Parameters

The parent key for all of the following parameters is networkpolicy.

labels

type

dictionary
default 
noDefaults: network-policies.syn.tools/no-defaults
policySetPrefix: set.network-policies.syn.tools/
## Deprecated
# Use `base` policy set instead. e.g. `set.network-policies.syn.tools/base: ""`
baseDefaults: network-policies.syn.tools/base-defaults
## Deprecated and unused. Here for backwards compatibility as some components still include this label
purgeDefaults: network-policies.syn.tools/purge-defaults
purgeNonBase: network-policies.syn.tools/purge-non-base

Name of the labels to be used in other components.

By default, two sets of policies are created in every namespace: - base policies, which are required for the platform to function correctly. - default policies, which allow pods in the same namespace to communicate with each other. The default policies can be modified with the labels defined in this parameter.

policySetPrefix label prefix

Custom policy sets can be applied to a namespace by adding a label with this prefix and the name of the policy set as suffix. For example, to apply the ingress policy set, add the label set.network-policies.syn.tools/ingress: "" to the namespace. The label value is ignored and can be an empty string.

As soon as any policy set label is applied to a namespace, the default policy set is removed unless it is explicitly added again using the corresponding label.

noDefaults label

Policies will no longer be managed and existing policies managed by this component will be removed in namespaces with this label.

baseDefaults label

This label is deprecated. Use the set.network-policies.syn.tools/base: "" label instead.

Only policies required for the OpenShift platform will be created. The intra-namespace policy will be removed and the pods in the namespace will be isolated from each other.

purgeDefaults and purgeNonBase labels

Unused and have no effect. Purging of policies is the default behavior and can’t be disabled.

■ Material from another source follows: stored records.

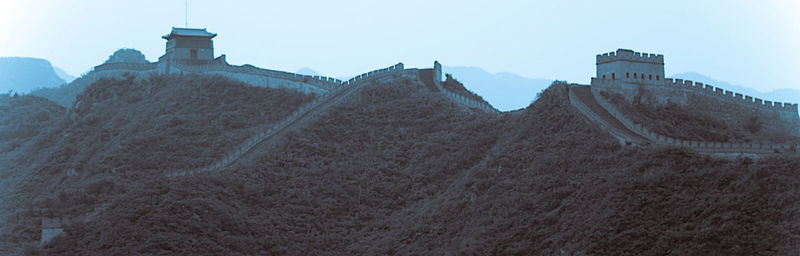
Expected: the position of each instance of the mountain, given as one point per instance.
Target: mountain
(393, 168)
(64, 75)
(779, 95)
(23, 75)
(505, 91)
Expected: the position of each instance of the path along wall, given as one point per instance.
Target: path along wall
(710, 147)
(678, 91)
(267, 131)
(469, 102)
(247, 74)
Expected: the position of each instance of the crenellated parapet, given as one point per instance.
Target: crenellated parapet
(678, 91)
(629, 55)
(729, 96)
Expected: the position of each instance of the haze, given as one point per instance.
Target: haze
(744, 42)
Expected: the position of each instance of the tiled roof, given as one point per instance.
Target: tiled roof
(195, 32)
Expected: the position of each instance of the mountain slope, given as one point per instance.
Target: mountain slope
(398, 169)
(26, 74)
(123, 132)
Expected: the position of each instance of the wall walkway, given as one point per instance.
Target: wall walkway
(589, 102)
(304, 115)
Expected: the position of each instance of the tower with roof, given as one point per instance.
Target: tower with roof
(189, 45)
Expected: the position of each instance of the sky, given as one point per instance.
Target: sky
(752, 43)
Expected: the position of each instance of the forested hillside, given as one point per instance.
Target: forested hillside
(121, 132)
(395, 169)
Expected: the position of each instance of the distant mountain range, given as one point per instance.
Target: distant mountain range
(24, 75)
(779, 95)
(505, 91)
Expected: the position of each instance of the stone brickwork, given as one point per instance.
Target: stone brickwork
(614, 76)
(303, 114)
(707, 147)
(627, 65)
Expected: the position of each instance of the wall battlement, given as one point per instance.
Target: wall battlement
(671, 88)
(730, 96)
(629, 55)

basePolicy.allowNamespaceLabels

type

dictionary[string](list of tuples|tuples|null)
default

{}
example 
allowNamespaceLabels:
  mylabel:
    - test.example.net/test-group: group1
    - test.example.net/test-group: group2
  myOtherLabel:
    test.example.net/ingress-group: "group1"
    test.example.net/ingress-group: "group2"
  myThirdLabel: null

The key is for easier merging in commodore and has no semantic meaning. The value is either a list of tuples, a single tuple or null. The values are a list of labels matching namespaces to allow traffic from. Each list item can contain several key value pairs. They result in an AND condition. Individual list items will result in an OR condition.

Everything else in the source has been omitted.